Unions make cash payments to workers, raising fears of an exodus from the aged care industry

Federal officials are being warned that cash payments for aged care workers won't stop a huge staff departure.

Unions make cash payments to workers, raising fears of an exodus from the aged care industry

In recognition of the extreme pressures facing the aged care sector, Prime Minister Scott Morrison will address the National Press Club today. He will announce two $400 payments to aged care workers in the country.

In January, more elderly care residents were killed by COVID-19 than in the entire of last year.

Unions and industry groups called for federal intervention last month.

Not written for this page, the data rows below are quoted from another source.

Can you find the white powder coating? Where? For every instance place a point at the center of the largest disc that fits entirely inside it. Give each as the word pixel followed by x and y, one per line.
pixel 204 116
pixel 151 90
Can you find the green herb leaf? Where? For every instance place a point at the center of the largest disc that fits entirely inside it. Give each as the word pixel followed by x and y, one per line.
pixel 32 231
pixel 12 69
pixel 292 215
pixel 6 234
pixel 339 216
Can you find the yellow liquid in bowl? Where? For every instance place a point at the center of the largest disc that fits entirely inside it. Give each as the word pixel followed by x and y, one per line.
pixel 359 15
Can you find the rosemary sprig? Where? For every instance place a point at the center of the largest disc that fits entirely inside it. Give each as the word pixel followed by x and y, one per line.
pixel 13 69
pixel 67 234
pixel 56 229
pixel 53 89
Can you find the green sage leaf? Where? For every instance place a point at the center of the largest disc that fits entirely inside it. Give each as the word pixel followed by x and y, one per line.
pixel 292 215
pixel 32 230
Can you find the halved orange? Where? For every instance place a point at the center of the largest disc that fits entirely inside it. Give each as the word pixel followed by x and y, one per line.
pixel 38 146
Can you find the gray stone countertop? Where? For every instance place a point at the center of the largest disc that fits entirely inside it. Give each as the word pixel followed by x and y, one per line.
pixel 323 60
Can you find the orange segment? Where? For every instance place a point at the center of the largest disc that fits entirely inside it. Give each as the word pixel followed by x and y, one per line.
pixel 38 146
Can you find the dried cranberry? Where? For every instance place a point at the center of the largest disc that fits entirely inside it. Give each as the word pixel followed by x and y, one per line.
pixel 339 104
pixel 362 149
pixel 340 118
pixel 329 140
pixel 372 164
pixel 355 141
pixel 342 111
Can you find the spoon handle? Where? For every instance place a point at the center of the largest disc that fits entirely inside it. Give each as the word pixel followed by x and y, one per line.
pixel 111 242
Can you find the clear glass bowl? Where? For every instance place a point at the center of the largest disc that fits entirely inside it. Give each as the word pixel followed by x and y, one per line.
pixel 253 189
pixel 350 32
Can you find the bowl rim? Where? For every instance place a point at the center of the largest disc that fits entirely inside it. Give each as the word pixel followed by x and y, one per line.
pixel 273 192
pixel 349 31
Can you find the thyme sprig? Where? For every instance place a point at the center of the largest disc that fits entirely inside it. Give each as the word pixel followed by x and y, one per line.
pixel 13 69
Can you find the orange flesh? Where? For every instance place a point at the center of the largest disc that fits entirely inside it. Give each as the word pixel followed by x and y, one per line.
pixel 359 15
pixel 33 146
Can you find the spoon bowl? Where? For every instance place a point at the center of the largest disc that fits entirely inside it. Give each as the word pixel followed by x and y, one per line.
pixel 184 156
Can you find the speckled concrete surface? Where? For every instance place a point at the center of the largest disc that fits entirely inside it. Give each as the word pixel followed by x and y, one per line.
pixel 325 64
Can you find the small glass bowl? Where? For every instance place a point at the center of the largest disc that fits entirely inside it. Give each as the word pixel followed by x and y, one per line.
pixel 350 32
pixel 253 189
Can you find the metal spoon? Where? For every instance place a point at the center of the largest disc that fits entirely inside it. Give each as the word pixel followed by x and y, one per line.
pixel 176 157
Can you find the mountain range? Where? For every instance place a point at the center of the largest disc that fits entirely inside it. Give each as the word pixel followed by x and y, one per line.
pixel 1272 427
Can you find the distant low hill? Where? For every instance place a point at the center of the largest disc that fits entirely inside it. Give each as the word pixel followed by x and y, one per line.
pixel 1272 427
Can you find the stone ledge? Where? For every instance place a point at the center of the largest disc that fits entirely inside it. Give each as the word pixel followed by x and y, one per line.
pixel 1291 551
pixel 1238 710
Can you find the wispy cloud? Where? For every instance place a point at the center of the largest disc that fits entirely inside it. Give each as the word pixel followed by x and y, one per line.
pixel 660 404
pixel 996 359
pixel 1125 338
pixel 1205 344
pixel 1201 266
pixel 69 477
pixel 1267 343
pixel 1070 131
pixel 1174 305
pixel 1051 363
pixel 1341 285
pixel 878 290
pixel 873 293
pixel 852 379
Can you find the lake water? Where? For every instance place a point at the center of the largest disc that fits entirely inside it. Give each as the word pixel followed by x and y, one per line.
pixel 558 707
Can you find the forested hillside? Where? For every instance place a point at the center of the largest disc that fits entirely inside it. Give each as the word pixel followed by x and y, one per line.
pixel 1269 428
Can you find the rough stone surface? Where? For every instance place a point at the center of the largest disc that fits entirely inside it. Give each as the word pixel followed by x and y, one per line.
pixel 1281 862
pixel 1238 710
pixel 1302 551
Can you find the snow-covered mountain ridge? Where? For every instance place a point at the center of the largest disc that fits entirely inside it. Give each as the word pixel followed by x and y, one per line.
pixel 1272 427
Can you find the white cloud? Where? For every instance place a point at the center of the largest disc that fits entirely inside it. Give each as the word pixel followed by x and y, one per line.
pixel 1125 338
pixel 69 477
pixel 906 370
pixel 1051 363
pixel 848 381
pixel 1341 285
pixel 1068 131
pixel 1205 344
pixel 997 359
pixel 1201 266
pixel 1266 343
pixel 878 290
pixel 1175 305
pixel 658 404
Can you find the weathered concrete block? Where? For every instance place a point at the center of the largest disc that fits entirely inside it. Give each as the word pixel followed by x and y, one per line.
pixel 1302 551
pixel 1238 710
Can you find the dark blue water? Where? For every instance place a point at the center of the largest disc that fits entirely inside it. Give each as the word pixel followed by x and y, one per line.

They suggested cash payments to workers as well as the deployment of the military to relieve staffing pressures.

They claimed that the Omicron wave exposed "unresolved systemic financing and workforce issues" that predated the pandemic.

Gerard Hayes was the national president of the Health Services Union and fiercely criticized the payments.

He said, "This is a time when aged care workers require diamonds, so trinkets won’t do what’s needed."

"The government knew for a long time, since the age care royal commission, that there was a workforce crisis in aged-care.

"And making $400 payments before an election is insulting to the aged care workers"

Senator Jane Hume, a senior minister in the government, denies that the payments were pre-election sweeteners.

She said, "We paid a bonus payment to the aged care workforce in 2020 in recognition that they are now working harder and have more demands because of the COVID-19 pandemic."

"The COVID-19 pandemic lasted longer than anticipated and this [recognizes] that."

Senator Hume, however, indicated that the government wouldn't support Fair Work Commission's consideration of a case for increasing wages for aged care workers.

She stated that a $5/hour increase in the cost of aged care would significantly increase its costs. However, she added that they want to ensure the system is sustainable for the future.

Stuart Robert, Employment Minister, stated that the government has provided "enormous support" to the sector.

"We have seen a variety of payments in the pandemic to recognize the hard work these wonderful people are doing. Robert stated that this is an ongoing trend.

Staff watching their colleagues leave the building

According to aged care workers, staff shortages are causing pressures on the industry that could lead to staff leaving.

Fiona, a northern New South Wales aged care worker and HSU member, only wanted her first name because many of her coworkers had decided that the work wasn't worth it.

She said, "We've had many [staff] leave -- I would estimate six to eight in this last month."

People leave because they are tired and not because they want to retire.

"It's because they have had enough."

Due to COVID-19, her aged care facility is currently locked down. She stated that staff shortages put stress on residents as well.

She stated that residents were anxious because of inconsistent meals and bath times. There was also a constant rotation in staff.

She is disappointed that more isn't being done to increase staffing in the sector, despite low case numbers.

She stated that COVID was not a question of if but of when.

"We all knew it was coming.

"When it hit, we didn’t have enough staff to cover the shifts."

Other health sectors poaching aged care staff

Many in the industry are concerned about the departures of staff to pursue other opportunities in healthcare, especially the National Disability Insurance Scheme.

Leading Age Services Australia's Sean Rooney said that it was a trend which has accelerated in the last year.


He said, "What we have witnessed is workers leaving or indicating their intention to leave the sector because they feel they are undervalued and overworked."

"Aged care staff are being poached by other sectors of the health sector to be able provide services. That's our concern.

"Aging populations mean that we must attract and retain more people to the sector."

He stated that better pay was crucial to bring more people into aged care. This was something his organization was pushing for the federal government to do.

He stated that the royal commission had pointed out that there was a fundamental disconnect between what aged care workers do and how much they are currently paid.

Labor criticizes 'panicked cash bonuses' for staff

Federal opposition criticizes cash bonuses for aged care workers, which tie the announcement to the coming federal election.

Labor has made promises to increase funding for the aged care sector if it is elected but has yet to give specific promises.

Anthony Albanese, Opposition Leader, suggested that the federal government support a case brought forward by the Health Services Union at the Fair Work Commission.

The union seeks a pay increase of 25% for its staff.

Jim Chalmers, Shadow Treasurer, stated that the $400 payments are not what workers require.

He said, "These workers deserve better than being treated like the political equivalent to panic buying."

They deserve a lasting solution.

"This is the Australian aged care workers' thanks -- to be treated like political panic buying -- when they need to achieve a sustainable outcome."